Do you think these new varieties are enabling the grape category to increase its share of total fruit sales at retail, or are they simply helping it to hold its ground amid strong competition from other fruit categories?

 

In recent years we have seen some cannibalization of the grape category, as some of these redundant and undifferentiated varieties continue to come out of production and are replaced by better tasting, more highly productive varieties in the marketplace. I think we will see the grape category continue to grow at the same pace that it grew in the last decade, but we need to clean out the system and really work hard at introducing varieties that meet consumers’ needs and expectations as well as those of the producers investing in them.

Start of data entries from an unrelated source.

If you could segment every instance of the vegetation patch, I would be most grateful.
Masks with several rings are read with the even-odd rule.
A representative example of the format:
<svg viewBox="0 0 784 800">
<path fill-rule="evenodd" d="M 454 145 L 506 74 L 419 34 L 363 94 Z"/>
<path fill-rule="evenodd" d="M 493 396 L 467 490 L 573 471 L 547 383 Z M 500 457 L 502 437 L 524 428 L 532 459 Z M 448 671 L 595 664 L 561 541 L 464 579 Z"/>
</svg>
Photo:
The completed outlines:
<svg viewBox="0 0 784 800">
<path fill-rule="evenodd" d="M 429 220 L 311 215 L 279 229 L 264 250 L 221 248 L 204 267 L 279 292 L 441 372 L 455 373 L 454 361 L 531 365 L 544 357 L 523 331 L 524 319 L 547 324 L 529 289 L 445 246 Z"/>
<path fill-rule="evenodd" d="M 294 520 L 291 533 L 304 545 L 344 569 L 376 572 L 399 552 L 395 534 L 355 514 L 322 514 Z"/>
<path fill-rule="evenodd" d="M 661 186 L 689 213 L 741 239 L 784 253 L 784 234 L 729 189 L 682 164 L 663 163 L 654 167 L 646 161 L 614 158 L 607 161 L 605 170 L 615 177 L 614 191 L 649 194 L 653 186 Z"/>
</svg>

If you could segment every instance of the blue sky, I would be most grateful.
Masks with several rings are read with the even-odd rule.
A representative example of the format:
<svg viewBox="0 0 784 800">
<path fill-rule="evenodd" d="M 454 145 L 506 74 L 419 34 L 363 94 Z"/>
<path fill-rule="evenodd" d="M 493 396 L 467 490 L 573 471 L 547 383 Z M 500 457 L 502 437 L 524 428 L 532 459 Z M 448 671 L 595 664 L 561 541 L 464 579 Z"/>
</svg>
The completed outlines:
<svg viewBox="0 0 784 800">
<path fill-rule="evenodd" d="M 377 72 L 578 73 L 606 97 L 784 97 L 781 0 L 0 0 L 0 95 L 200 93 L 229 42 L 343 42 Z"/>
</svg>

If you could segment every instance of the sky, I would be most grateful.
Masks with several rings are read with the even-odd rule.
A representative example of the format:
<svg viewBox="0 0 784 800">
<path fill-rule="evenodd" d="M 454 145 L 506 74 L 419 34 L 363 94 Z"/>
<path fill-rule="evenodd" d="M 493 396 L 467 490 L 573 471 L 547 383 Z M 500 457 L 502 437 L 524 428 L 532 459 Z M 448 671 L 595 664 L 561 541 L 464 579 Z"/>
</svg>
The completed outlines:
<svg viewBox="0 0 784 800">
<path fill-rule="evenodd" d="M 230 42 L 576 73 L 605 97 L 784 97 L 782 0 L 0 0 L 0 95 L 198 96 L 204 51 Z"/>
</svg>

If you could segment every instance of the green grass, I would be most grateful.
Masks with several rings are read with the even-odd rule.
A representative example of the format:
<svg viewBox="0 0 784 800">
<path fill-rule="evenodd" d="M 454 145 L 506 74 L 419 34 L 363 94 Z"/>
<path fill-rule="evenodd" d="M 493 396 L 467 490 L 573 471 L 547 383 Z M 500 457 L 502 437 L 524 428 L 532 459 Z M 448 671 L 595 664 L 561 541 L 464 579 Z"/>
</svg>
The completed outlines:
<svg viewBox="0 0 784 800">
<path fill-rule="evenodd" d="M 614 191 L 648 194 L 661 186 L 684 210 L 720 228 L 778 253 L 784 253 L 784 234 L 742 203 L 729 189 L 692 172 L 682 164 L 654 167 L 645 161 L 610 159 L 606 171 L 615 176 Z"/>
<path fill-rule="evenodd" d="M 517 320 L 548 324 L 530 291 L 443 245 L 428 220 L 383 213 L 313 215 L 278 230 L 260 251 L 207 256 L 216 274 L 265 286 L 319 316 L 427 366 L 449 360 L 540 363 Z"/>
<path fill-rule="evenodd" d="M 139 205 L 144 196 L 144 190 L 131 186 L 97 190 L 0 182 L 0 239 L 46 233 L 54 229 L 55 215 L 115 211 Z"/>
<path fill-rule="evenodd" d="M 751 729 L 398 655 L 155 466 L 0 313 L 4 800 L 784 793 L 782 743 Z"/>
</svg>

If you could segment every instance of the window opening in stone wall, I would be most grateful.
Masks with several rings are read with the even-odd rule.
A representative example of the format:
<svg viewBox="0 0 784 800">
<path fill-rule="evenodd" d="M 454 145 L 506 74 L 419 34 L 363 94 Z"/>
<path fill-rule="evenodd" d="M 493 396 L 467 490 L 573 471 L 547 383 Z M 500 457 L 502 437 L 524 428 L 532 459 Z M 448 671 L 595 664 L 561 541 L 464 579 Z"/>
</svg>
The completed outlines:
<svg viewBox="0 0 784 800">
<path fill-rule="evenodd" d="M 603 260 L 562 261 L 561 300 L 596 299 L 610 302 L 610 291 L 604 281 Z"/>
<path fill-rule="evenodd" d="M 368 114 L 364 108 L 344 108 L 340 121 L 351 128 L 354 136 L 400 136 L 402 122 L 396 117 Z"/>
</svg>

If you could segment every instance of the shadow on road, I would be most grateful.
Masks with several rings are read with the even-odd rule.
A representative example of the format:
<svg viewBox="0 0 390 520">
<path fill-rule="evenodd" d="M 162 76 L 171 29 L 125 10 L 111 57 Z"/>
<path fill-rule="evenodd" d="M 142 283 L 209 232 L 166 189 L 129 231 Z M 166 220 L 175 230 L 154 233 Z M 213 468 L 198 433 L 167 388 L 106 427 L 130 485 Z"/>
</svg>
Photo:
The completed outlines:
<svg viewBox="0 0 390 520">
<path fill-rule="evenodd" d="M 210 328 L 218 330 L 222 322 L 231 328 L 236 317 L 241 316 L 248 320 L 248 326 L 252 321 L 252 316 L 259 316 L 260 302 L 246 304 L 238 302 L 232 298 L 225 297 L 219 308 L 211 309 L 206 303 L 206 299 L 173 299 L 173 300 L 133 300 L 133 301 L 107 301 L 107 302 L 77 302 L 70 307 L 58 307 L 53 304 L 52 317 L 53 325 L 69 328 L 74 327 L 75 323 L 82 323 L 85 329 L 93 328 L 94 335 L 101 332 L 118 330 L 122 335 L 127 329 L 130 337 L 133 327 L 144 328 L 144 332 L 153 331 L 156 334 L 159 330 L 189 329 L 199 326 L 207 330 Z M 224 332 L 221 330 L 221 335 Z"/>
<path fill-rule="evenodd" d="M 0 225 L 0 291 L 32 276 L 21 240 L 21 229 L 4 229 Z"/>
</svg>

All around the world now there are soaring costs of labor and other inputs for agricultural companies, while prices in the market remain the same. What do you see as the ramifications of this?

 

Supply consolidation amongst growers and exporters, will help fuel cost efficiencies. But there are also technologies that will become increasingly important to the grower-shipper community globally as they wrestle with reduced labor availability and increased labor cost. Our industry will need to embrace automation to a much greater extent than what we have been willing to do today, in both the field as well as the packhouse. Going forward, in virtually every country we operate in, we see pressures on an available workforce to help pick and pack highly labor-intensive crops like table grapes.

 


What opportunities are there for higher levels of automatic and mechanization in the grape industry?

 

It has really been in the last decade that we have seen automation introduced at the packing level, and that required a major process change for most table grape growers around the world. But the real opportunity, where the most significant labor expenditure and need occurs, is during the harvest itself. We are working with a number of robotics and automation companies that help bring some noteworthy solutions to our licensees around the world.

 


Are there some promising things in the pipeline?

 

We are excited about automated transport of produce in the field as well as some initial robotics solutions for harvesting and packing the fruit as well.

 


Given the numerous challenges the grape industry is facing, how optimistic are you about its long-term future and prosperity?

 

The produce industry, and especially the grape producers within it, thrives on adversity. Over the last couple of years, we have seen massive transformation in the regions where grapes are grown, the overlapping supply patterns and certainly the dramatic conversion of traditional varieties to proprietary ones. These changing dynamics have created adversity for some. Yet, for the truly creative and progressive players in the industry, I there will continue be opportunities to fill new market niches and to satisfy the increasing needs of the retail sector for different flavor profiles, different seasonality and different packaging. I’m encouraged by the long-term prospects for the grape industry, but it will require the same characteristic determination, optimism and vision that has long typified fruit growing and marketing.